I have a largeish DataFrame
, loaded from a csv file (about 300MB).
From this, I'm extracting a few dozen features to use in a RandomForestClassifier
: some of the features are simply derived from columns in the data, for example:
feature1 = data["SomeColumn"].apply(len)
feature2 = data["AnotherColumn"]
And others are created as new DataFrame
s from numpy arrays, using the index on the original dataframe:
feature3 = pandas.DataFrame(count_array, index=data.index)
All these features are then joined into one DataFrame
:
features = feature1.join(feature2) # etc...
And I train a random forest classifier:
classifier = RandomForestClassifier(
n_estimators=100,
max_features=None,
verbose=2,
compute_importances=True,
n_jobs=n_jobs,
random_state=0,
)
classifier.fit(features, data["TargetColumn"])
The RandomForestClassifier
works fine with these features, building a tree takes O(hundreds of megabytes of memory). However: if after loading my data, I take a small subset of it:
data_slice = data[data['somecolumn'] > value]

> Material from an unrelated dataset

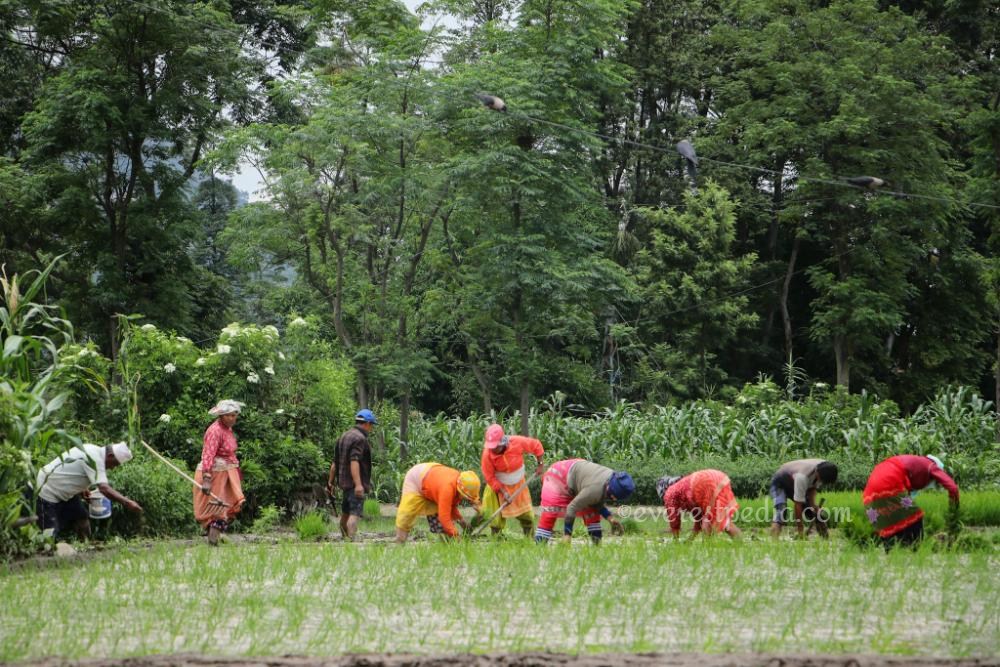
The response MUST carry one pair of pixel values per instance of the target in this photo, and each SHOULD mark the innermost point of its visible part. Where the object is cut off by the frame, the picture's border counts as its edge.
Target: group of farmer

Then building a tree for my random forest suddenly takes many gigabytes of memory - even though the size of the features DataFrame
is now O(10%) of the original.
I can believe that this might be because a sliced view on the data doesn't permit further slices to be done efficiently (though I don't see how I this could propagate into the features array), so I've tried:
data = pandas.DataFrame(data_slice, copy=True)
but this doesn't help.
- Why would taking a subset of the data massively increase memory use?
- Is there some other way to compact / rearrange a
DataFrame
which might make things more efficient again?